不満を持ちつつ、静かに話を聞いていると<逢瀬>が説明を終える。
「......それは」
眉間に、皺が寄るのを感じた。
「<流離>の暗殺を打ち切れ、ということか」
不機嫌を隠さない声に、<逢瀬>は肩を竦める。自分のせいではない、と言いたげだ。
「君がさっさと暗殺に踏み切らないからだよ?」
「あれは何か企んでいる。それが何か分からない以上、暗殺後に悪用される可能性がある」
「だとしても遅すぎるんだ。最悪の手段の準備は出来ている」
最悪の手段―それは、拷問だ。
鎖で縛って、専用の器具で出来る限りの苦痛を与える。屈強な大男が自決も許されず、死んだ方がマシだと泣き叫ぶほどの。

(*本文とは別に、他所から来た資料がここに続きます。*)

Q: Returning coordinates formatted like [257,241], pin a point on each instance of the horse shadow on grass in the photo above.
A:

<逢瀬>は先程から、他人事のような口振りをする。『最悪の手段』の用意をした、あるいはさせたのは<逢瀬>だろうに。
リアムはだから嫌いなんだ、と息を吐いた。
「だからなんだ? 今から殺しに行けとでも?」
そう問うと、<逢瀬>は首を横に振る。いや、と聞こえたとき、猛烈に嫌な予感がした。
「あそこには、優秀な魔術師がいるだろ? <劫火煙>を使える宮廷魔術師に頼めばいい」
「寮ごと吹き飛ばさせるつもりか?」
「何か他に案でも?」
案といっても、リアムはもう少し時間をかけた方がいいと思っている。もう今すぐ正面衝突するか不意打ちで殺しにかかるかしかないではないか。
―かといって、彼女に寮を破壊させたくはない。
リアムが黙り込むと、<逢瀬>は―彼はその甘いマスクの口元を持ち上げる。
「分かってもらえたようで何より。さて、返事を―」
彼がそこまで言ったところで。リアムが適当に用意した茶菓子が全て<逢瀬>の胃に収まってちょうど二分経ったところで。
応接室の扉が、何者かによって開かれた。
扉の隙間から、最も早く覗いたのは艶やかな白髪だ。その次が、茶菓子。そして最後に、それはもう爛々と輝く薄紅の瞳。
小さく礼をして、恐ろしくお上品に追加の茶菓子をテーブルに並べた少女は<逢瀬>と正面から視線を合わせる。そして、告げた。
「初めまして。<嚇焉>の弟子、レティアと申します.............以後、お見知りおきを――<逢瀬>様?」
先制攻撃でもするかのように紹介をぶちかましたレティアは―その一瞬後、きょとんとしたようにリアムには見えた。